Mãe e filho são baleados durante abordagem da polícia em operação contra facção » Esportes & Notícias

PUBLICIDADE

Screenshot

Uma mulher e o filho dela foram baleados na manhã desta quinta-feira (10), durante o cumprimento de mandados da Operação Paralela, deflagrada pela Polícia Civil para combater integrantes de uma facção criminosa em Tangará da Serra.

Conforme as informações repassadas pela Polícia Civil, um dos investigados teria reagido no momento em que os policiais cumpriam a ordem judicial. Para conter o suspeito, a equipe efetuou disparos.

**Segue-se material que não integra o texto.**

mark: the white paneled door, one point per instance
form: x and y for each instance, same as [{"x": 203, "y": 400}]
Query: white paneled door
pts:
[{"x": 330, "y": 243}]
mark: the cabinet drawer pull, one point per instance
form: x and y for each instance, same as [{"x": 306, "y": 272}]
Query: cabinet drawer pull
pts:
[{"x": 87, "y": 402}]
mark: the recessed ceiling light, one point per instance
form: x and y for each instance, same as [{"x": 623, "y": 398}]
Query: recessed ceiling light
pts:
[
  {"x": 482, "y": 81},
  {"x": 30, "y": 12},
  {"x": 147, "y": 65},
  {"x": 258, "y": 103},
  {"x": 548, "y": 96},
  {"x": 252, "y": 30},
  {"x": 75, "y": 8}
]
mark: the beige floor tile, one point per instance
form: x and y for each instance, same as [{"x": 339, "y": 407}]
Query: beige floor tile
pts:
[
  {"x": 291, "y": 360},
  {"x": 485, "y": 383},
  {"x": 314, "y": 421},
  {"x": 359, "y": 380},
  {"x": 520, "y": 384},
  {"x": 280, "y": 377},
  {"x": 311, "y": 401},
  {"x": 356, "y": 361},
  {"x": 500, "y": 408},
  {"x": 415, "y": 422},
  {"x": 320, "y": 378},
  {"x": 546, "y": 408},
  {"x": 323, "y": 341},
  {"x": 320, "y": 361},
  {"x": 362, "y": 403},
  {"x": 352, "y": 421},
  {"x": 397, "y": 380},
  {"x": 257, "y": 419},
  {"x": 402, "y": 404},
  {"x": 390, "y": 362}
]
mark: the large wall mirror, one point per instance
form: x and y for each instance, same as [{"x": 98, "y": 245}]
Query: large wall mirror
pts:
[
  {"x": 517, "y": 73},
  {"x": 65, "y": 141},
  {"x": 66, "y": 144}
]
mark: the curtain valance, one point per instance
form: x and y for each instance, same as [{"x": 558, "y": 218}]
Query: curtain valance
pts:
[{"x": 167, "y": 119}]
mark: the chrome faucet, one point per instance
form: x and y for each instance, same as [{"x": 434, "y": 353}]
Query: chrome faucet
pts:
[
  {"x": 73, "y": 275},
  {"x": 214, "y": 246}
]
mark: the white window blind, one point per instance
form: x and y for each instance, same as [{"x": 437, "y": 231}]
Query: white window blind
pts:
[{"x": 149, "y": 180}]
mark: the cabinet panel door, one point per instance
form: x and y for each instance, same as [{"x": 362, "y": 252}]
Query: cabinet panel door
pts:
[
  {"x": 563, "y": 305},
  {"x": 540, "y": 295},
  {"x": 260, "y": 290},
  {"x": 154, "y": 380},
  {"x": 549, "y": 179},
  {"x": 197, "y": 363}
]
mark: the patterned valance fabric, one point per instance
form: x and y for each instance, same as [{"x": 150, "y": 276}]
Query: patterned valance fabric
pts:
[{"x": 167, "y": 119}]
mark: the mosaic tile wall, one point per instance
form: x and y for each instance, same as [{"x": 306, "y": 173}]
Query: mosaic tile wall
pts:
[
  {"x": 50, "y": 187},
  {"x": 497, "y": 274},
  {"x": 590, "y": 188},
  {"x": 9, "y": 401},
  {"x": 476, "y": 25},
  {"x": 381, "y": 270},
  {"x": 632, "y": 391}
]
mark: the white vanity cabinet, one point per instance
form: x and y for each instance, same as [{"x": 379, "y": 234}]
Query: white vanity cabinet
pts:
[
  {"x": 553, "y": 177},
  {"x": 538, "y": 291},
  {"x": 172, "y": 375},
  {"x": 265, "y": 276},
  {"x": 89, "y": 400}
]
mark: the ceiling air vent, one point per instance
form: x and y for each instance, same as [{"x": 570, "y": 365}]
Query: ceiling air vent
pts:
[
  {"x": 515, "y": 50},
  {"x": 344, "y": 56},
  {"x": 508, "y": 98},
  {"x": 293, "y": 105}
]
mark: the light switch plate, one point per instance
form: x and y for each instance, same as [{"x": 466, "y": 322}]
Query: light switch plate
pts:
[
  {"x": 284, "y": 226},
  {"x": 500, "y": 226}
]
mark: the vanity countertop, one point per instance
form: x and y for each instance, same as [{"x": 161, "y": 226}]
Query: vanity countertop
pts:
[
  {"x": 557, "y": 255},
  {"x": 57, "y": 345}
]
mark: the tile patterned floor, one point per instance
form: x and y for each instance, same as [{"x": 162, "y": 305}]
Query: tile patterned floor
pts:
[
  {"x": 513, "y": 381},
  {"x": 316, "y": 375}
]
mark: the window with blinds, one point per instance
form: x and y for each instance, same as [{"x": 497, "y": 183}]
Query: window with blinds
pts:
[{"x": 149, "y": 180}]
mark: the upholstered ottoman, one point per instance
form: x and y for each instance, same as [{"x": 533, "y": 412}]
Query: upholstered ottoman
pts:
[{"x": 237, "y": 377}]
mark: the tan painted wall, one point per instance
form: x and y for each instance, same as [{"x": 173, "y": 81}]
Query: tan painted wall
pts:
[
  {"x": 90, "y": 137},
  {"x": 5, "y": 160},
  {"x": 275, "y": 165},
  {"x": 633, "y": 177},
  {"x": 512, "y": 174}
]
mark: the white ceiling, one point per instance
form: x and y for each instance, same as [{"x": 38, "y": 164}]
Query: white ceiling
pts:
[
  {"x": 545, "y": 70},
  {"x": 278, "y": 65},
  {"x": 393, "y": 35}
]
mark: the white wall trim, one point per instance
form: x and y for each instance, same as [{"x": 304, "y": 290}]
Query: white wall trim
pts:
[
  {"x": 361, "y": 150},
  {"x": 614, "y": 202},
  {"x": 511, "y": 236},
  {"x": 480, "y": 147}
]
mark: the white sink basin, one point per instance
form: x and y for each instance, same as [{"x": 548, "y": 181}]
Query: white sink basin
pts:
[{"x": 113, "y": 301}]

Durante a intervenção, a mãe do investigado entrou repentinamente no cômodo onde ocorria a contenção e acabou sendo atingida. O próprio alvo da operação também foi baleado.

Assim que a situação foi controlada, os policiais acionaram equipes do Serviço de Atendimento Móvel de Urgência (Samu) e do Corpo de Bombeiros Militar. Mãe e filho receberam atendimento e foram encaminhados com vida para uma unidade hospitalar.

O imóvel foi isolado e preservado para evitar qualquer alteração na cena. A Perícia Oficial e Identificação Técnica (Politec) foi acionada para realizar os levantamentos necessários e recolher possíveis vestígios que possam esclarecer a dinâmica dos disparos.

A operação foi deflagrada nesta quinta-feira para cumprir quatro mandados de prisão e de busca e apreensão contra suspeitos de integrar uma organização criminosa envolvida em crimes violentos registrados no município.

As investigações tiveram início após episódios de cárcere privado e tortura ocorridos em agosto.

Segundo a apuração policial, trabalhadores temporários que estavam na cidade para atuar em um evento foram abordados por integrantes da facção. Os criminosos teriam acusado o grupo, sem comprovação, de pertencer a uma organização rival.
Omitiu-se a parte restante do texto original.